Why, from that picturesque region known as Sodom and Gomorrah, which happened to go down in history as a den of vice and infamy. A couple of them, in fact, although in this case it was largely the better known, notorious Sodom the filmmakers concentrated upon thanks to the presence of the imperious Anouk Aimée as their Queen, ruling over her subjects with her equally cruel brother Astaroth (Stanley Baker). When Lot meets this bunch, he's understandably given pause to reflect on whether these are the sort he and his tribe should be mixing with, but not for the reason you might think.

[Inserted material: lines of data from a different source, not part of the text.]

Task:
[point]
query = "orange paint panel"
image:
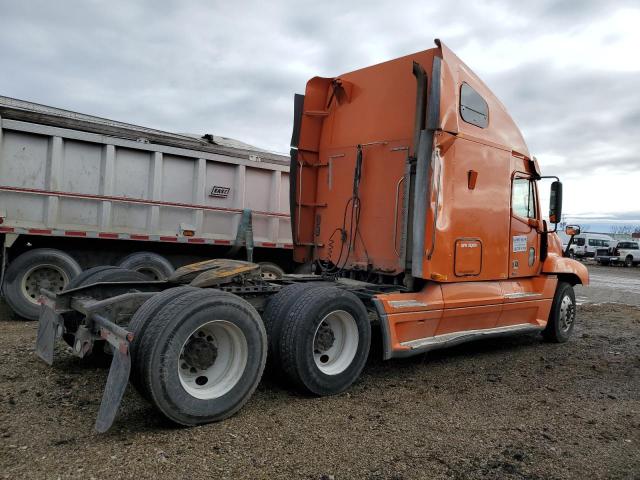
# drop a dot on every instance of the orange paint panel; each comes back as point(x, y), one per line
point(469, 318)
point(470, 294)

In spite of the Biblical sin of Sodom, there was no mention at all of actual sodomy here, so none of the inhabitants there were keen to "know" Lot's associates as it had been written in the scripture. Very little of the account in the source survived the transition to big screen epic, mainly because there's really not too much to it: basically two angels show up to hang out with Lot, a group of Sodomites arrive demanding to get acquainted with them in the Biblical sense, then Lot has a blinding lightning strike from God to get his family and escape - the most famous bit of the tale being what happened to his wife when she couldn't resist looking back at the destruction and damnation.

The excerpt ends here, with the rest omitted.